Colaboración: Adiós, mojito, adiós

por © NOTICINE.com
Por Sergio Berrocal   

Les habían puesto los mojitos en unos vasos con una decoración tan cursi que la pobre Carmen Miranda habría terminado por estrellárselos en la cabeza. Pero qué más daba. Los bebían como si en ello les fuera la vida, como si Rick, sí, aquel eterno perdedor de Casablanca, que los perdedores hemos convertido en santo, estuviese a punto de ser fusilado por la Gestapo con su último smoking, el que le había fabricado el sastre judío de la rue du Sentier dos días antes de que los nazis invadiesen París.

Ella y él trataban de apurar el ron en la selva majareta del barman cubano borracho de imbecilidad. Lo chupaban con ansia, con el deseo de aturdirse lo antes posible, ante de que la yerba buena seca que el maldito había puesto les ahogase. El ron empezó a fluir, rápido, eficaz, pero no lo suficientemente. Los dos seguían hablando con sonrisas encogidas  y alguna lagrimilla que la luz más que discreta, como si no hubiesen pagado el recibo entero, disimulaba. Por fin, el Habana Club (sin uve, por favor) se decidía a darles gusto.

Sintieron los primeros gritos del silencio con la misma ansiedad con que siempre habían hecho el amor, cuando decían que se amaban, cuando se perdieron de vista. Esta noche se veían después de varios años tan lejos que no llegaban a acordarse. Y fingían risas, risotadas, en medio de una conversación en que escupían todas sus angustias, los millones de miedos que les apretaban el estómago y que el ron empezaba a mostrarse un poco generoso.

Pero no tenía nada que ver con aquella última vez en La Habana, acurrucados en la noche de los jardines del Hotel Nacional, cuando se creían solos en el mundo y pensaban que el mundo sería lo que ellos quisieran y no lo que le diese la puñetera gana a un desconocido que estaba, según la leyenda, dirigiendo los destinos de los humanos como si de un caprichoso Neptuno se hubiese tratado. A ella le hubiese encantado ser Leda, y dejarse violar, entre el ruido apagado del mar y las luces lejanas de las sirenas que Ulises había mandado para vigilar a los enamorados.

Siguieron bebiendo con la esperanza de que la terrible conciencia se callara, que no hubiese más recuerdos, más penas. Rezaban porque una vez más se produjese el milagro de la inconsciencia, que cayeran rotos, desmemoriados, como si no se conociesen, como si no tuviesen aquella larga historia de amor y desesperación. Esperaban el milagro de la transformación del ron en liberación.

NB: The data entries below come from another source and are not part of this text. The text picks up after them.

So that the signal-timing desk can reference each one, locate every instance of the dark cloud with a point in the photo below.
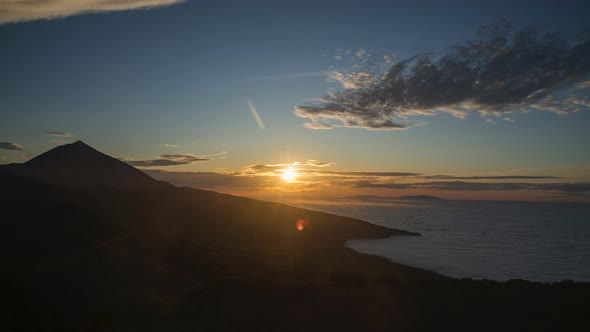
(481, 186)
(167, 160)
(495, 74)
(10, 146)
(499, 177)
(59, 134)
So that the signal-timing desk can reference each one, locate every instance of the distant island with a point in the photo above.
(421, 198)
(386, 199)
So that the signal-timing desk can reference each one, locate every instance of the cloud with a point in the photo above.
(59, 134)
(27, 10)
(496, 74)
(577, 188)
(10, 146)
(271, 169)
(484, 177)
(255, 115)
(167, 160)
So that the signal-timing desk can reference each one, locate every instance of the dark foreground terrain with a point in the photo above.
(88, 243)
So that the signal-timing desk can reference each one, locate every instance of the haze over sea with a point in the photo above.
(482, 239)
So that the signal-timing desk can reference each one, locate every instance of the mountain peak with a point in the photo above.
(80, 165)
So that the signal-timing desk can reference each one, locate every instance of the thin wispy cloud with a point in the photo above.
(306, 74)
(497, 74)
(10, 146)
(59, 134)
(26, 10)
(255, 114)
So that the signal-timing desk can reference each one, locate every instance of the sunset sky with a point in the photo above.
(359, 101)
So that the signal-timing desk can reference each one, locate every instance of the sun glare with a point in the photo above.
(289, 175)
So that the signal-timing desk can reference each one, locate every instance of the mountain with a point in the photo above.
(88, 243)
(79, 165)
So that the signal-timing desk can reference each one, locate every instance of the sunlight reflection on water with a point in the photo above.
(493, 240)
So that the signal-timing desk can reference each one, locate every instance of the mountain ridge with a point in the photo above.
(81, 166)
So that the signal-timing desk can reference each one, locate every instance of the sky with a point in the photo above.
(326, 101)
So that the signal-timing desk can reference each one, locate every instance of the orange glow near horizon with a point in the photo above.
(289, 175)
(301, 224)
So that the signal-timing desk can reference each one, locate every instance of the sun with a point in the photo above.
(289, 175)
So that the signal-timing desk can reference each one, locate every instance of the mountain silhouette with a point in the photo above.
(79, 165)
(89, 243)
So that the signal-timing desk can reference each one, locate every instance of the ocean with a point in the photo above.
(481, 239)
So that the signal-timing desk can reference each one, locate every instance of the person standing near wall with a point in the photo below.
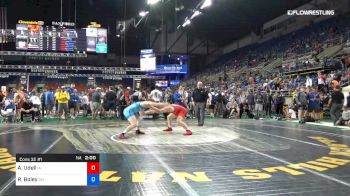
(200, 96)
(336, 103)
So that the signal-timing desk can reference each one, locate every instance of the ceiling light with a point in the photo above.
(195, 14)
(151, 2)
(206, 3)
(143, 13)
(187, 22)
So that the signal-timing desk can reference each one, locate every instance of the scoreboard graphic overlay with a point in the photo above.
(57, 170)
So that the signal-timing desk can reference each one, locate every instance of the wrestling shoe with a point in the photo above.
(168, 129)
(188, 132)
(122, 136)
(138, 132)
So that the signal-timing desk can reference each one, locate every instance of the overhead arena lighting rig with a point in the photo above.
(79, 68)
(43, 54)
(68, 75)
(196, 12)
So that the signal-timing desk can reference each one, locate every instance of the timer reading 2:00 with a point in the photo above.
(90, 158)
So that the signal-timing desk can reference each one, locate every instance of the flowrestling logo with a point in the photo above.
(310, 12)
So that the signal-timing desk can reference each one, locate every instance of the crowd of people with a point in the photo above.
(254, 93)
(304, 100)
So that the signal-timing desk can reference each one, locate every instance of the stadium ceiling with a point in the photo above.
(229, 20)
(223, 22)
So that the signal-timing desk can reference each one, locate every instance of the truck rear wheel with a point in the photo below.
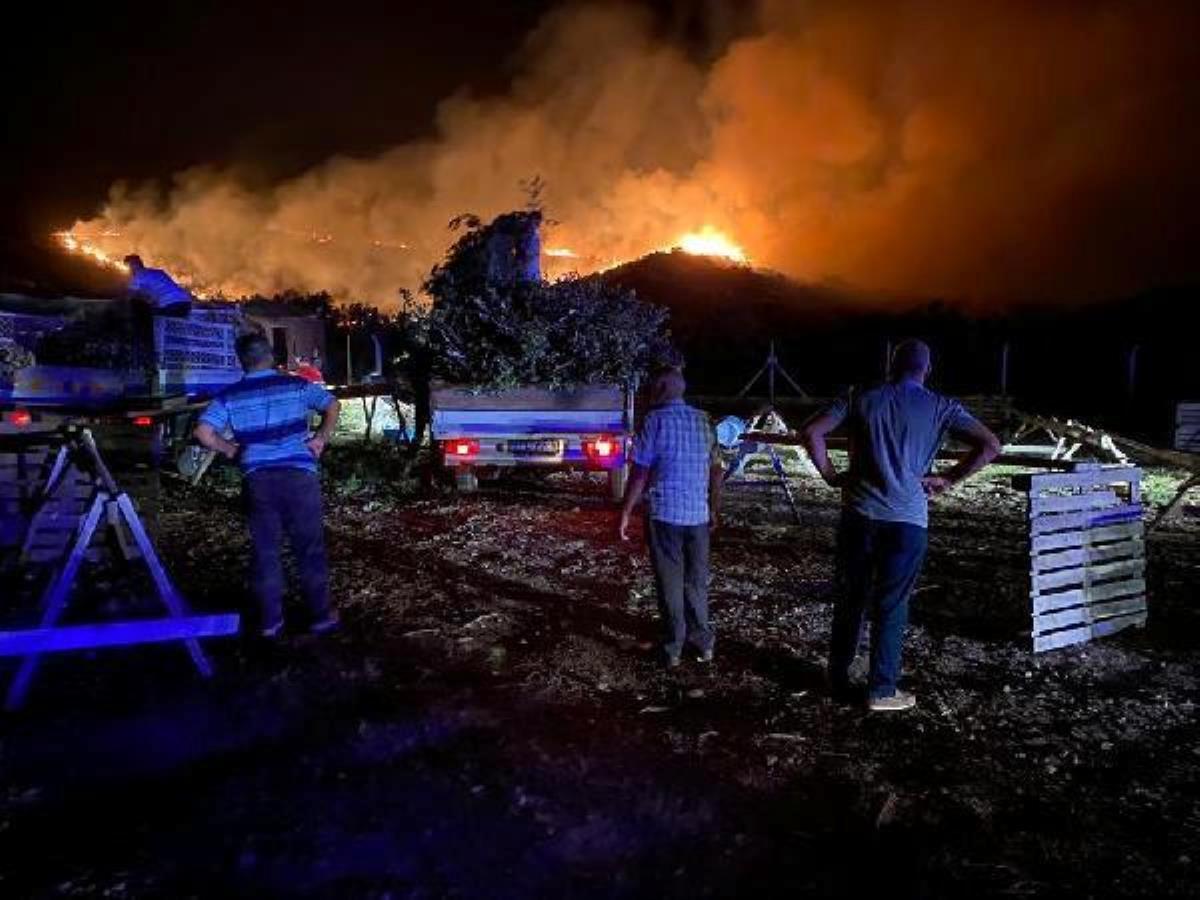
(466, 480)
(617, 480)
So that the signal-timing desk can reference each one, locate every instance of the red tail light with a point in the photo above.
(603, 448)
(461, 448)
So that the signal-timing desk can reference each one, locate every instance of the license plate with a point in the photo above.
(535, 448)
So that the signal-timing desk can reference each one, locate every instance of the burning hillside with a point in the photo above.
(1002, 151)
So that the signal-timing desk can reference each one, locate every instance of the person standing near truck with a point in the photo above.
(895, 431)
(268, 415)
(676, 459)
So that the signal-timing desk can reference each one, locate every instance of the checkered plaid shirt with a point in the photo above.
(678, 447)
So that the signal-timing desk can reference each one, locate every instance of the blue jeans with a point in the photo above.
(286, 502)
(877, 567)
(679, 555)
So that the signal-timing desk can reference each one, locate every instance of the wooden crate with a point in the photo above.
(1087, 553)
(1187, 427)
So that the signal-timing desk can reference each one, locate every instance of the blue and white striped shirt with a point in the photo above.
(678, 447)
(269, 414)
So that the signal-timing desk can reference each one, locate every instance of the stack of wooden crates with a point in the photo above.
(1087, 553)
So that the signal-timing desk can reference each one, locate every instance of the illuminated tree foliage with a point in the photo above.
(492, 327)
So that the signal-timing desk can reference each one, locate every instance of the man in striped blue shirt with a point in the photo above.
(267, 413)
(676, 463)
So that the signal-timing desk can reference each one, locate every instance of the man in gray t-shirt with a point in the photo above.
(895, 431)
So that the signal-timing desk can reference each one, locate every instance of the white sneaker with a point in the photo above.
(897, 703)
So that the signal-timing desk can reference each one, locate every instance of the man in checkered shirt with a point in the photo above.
(676, 465)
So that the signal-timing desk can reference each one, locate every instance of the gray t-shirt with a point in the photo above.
(895, 431)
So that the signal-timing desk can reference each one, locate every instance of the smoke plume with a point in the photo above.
(994, 151)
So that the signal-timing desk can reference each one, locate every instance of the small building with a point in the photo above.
(293, 330)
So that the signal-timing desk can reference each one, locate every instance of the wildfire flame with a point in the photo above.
(711, 243)
(81, 245)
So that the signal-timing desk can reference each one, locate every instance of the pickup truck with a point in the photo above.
(480, 432)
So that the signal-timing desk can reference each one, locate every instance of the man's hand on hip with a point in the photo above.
(623, 526)
(316, 445)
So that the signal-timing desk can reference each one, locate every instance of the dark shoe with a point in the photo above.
(324, 627)
(271, 633)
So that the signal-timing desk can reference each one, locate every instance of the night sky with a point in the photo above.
(142, 90)
(995, 153)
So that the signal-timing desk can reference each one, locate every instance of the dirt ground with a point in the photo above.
(492, 723)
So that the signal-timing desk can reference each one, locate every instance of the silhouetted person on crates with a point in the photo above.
(677, 465)
(895, 432)
(161, 294)
(268, 414)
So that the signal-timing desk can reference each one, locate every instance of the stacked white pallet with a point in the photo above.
(1187, 427)
(1087, 553)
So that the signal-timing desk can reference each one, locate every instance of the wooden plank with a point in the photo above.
(1089, 575)
(1091, 519)
(1085, 537)
(1089, 556)
(1096, 593)
(1072, 503)
(1086, 615)
(1067, 637)
(115, 634)
(1078, 479)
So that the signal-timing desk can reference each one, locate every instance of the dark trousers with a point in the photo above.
(286, 502)
(679, 555)
(877, 567)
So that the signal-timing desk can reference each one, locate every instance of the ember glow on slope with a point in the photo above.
(706, 241)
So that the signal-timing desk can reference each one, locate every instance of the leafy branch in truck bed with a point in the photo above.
(493, 325)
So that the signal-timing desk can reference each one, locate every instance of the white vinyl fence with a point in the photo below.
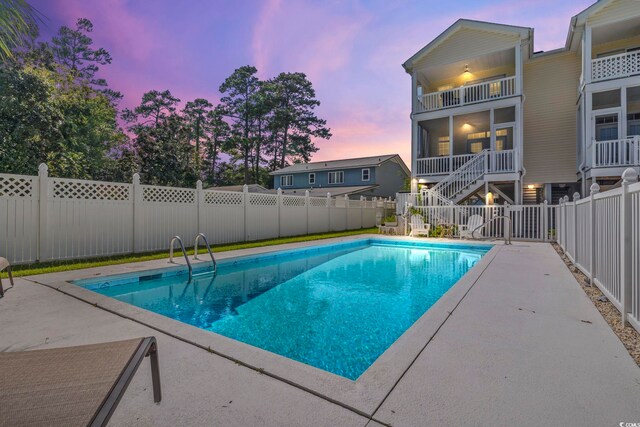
(600, 234)
(44, 218)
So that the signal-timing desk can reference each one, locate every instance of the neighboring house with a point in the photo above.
(491, 115)
(375, 176)
(251, 188)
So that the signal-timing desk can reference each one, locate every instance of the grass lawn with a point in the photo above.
(57, 266)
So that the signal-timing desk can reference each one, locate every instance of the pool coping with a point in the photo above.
(363, 395)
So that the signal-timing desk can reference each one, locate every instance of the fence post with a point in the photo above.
(594, 189)
(564, 226)
(306, 203)
(245, 205)
(279, 203)
(576, 197)
(43, 202)
(506, 225)
(362, 202)
(629, 176)
(545, 221)
(346, 212)
(136, 198)
(329, 210)
(199, 203)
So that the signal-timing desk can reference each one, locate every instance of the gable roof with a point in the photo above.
(523, 32)
(576, 27)
(359, 162)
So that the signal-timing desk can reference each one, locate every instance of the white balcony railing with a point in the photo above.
(617, 152)
(615, 66)
(499, 162)
(471, 94)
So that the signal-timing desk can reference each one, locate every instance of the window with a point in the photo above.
(443, 146)
(633, 124)
(336, 177)
(286, 180)
(607, 127)
(475, 147)
(607, 99)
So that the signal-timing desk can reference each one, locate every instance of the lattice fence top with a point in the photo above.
(222, 198)
(168, 195)
(317, 202)
(89, 190)
(16, 186)
(263, 199)
(296, 201)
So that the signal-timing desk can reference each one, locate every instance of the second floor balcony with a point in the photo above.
(615, 66)
(497, 161)
(468, 94)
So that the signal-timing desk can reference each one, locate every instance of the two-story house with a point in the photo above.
(375, 176)
(491, 115)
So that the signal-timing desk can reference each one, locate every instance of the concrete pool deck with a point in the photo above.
(522, 345)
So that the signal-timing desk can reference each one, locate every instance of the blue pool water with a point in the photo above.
(335, 307)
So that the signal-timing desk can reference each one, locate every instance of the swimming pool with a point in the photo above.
(336, 307)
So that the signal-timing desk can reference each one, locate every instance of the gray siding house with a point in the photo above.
(375, 176)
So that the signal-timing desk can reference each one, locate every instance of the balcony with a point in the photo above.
(502, 161)
(615, 66)
(617, 153)
(468, 94)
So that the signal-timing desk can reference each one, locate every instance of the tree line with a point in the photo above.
(55, 110)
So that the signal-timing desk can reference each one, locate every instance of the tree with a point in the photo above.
(18, 23)
(29, 119)
(45, 117)
(195, 113)
(217, 133)
(163, 152)
(73, 49)
(155, 106)
(238, 102)
(294, 121)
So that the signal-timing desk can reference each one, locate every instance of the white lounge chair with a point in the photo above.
(418, 226)
(466, 231)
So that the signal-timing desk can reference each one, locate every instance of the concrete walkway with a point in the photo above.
(524, 346)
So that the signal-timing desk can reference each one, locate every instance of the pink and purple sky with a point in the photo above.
(352, 51)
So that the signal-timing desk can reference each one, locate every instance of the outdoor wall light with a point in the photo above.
(489, 198)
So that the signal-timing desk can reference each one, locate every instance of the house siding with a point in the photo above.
(468, 43)
(351, 177)
(550, 124)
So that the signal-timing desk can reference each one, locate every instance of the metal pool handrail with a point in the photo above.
(507, 232)
(195, 250)
(184, 252)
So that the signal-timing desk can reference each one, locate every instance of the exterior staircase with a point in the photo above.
(460, 184)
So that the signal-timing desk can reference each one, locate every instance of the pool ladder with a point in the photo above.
(195, 254)
(184, 253)
(195, 250)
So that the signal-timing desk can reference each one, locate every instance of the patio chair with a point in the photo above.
(418, 226)
(474, 222)
(4, 265)
(71, 386)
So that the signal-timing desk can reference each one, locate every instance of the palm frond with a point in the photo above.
(18, 21)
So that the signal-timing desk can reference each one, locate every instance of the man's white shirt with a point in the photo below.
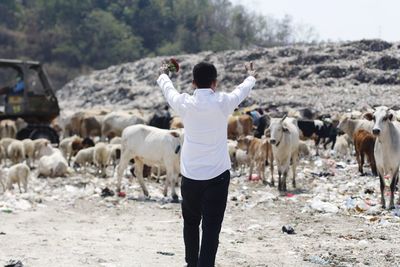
(205, 115)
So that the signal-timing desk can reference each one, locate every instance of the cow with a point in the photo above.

El cretino del barman que decía ser de Santa Clara seguía riéndose de ellos con aquellos mojitos a la Carmen Miranda. Y probablemente el analfabeto labial no supiese siquiera quien era aquella mujer extravagante y bella.

Estaban separados solamente por un mantel blanco pero cada uno de ellos podía haberse hallado a miles de kilómetros del otro.

Seguían hablando, tratando de oír sus angustias en el estruendo del restaurante a la moda de aquella ciudad absurda. Las sonrisas servían solo para hacerse la ilusión de que se comunicaban, que se decían cosas.

Pero el maldito barman lo había estropeado todo. La yerbabuena estaba achicharrada, como si quisiera advertirles, como aquellas rosas amarillas que le mandó la última vez, o tal vez la penúltima, y que llegaron chamuscadas por el calor de La Habana.

Los dos intentaban comunicarse, no separarse una vez más sin ni siquiera una ilusión o una mentira.

Cuando ya en la calle se preparaban para decirse adiós, ella se agarró a él como si no quisiese admitir que aquella era la última vez, la de nunca jamás. Ella apretó contra él su cuerpo envuelto en una gasa casi transparente. Como si todos los obstáculos hubiesen desaparecido y volviesen a estar libres y desnudos escuchando el rumor del calor que llegaba al fondo de la cama.

Ahora, en aquel bar de Montevideo cerrado por un camarero con smoking blanco, se abrazaban como si supieran que el día no volvería a aparecer. Casi sin darse cuenta hicieron el amor de pie contra el ventanal del bar cerrado donde seguramente alguna vez estuvo Mario Benedetti. Aquel tipo extraordinario que decía que creía en Dios cuando miraba las piernas de su mujer.

Siguieron apretándose, callados, calladitos porque sabían que era la última vez, y que no habría mojito redentor. Hemingway había sido un farsante.